刺繍−イラン女性が語る恋愛と結婚

 マルジャン・サトラピの「刺繍−イラン女性が語る恋愛と結婚」(明石書店、2006年)を読んだ。純粋におもしろい。イスラームの名とともに語られるイラン人女性たちの日常会話の一遍を知るにはいい本だ。もちろんここに出てくる女性たちが、イラン人女性をレプレゼントしているわけではないけれども。刺繍というのは、処女幕再生手術のこと。結婚と処女性。深刻に悩みつつも、なんとか初夜で処女じゃないことがばれないような方法を考えてみる女性たち。でもそういうときに「おもしろい」失敗談はつきものね。

 最近の私はイランにはまっている。イラン女性の生活のこと、状況のこと、あれこれ知りたい。今日もまた、本を注文してしまった。「サフラン・キッチン」と「柘榴のスープ」。

 「五月のガザ」については感想はない。それほどおもしろいものでもなかったからかな。でも、2004年のガザ侵攻の一端を少しだけ知ることができた。あの頃の私は、一時期、止まらないイスラエルの侵攻のことで頭がいっぱいになっていた。
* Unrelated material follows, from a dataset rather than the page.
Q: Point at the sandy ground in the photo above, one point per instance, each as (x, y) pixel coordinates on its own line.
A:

毎日ひどいニュースを耳にするたびに、怒りで身体全身が震えていたことを覚えてる。

 アンナ・ポリトコフスカヤの「チェチェン やめられない戦争」(NHK出版、2004年)を読み始めた。非常勤に向かう途中の電車の中や就寝前のベットで。またもや怒りでいっぱいになっている。人間性の回復という言葉を思い出したよ。人間性を回復することは可能なのか。チェチェン人が置かれている状況を考えると、それが限りなく不可能に思えてくる。それはパレスチナ人と同じだ。だからといって、このままでいいはずがない。アンナ・ポリトコフスカヤ。この名前をよく覚えておこう。チェチェンの惨状を知らせるために全精力をかけた勇気あるこのロシア人ジャーナリストは、すでにこの世にはいない。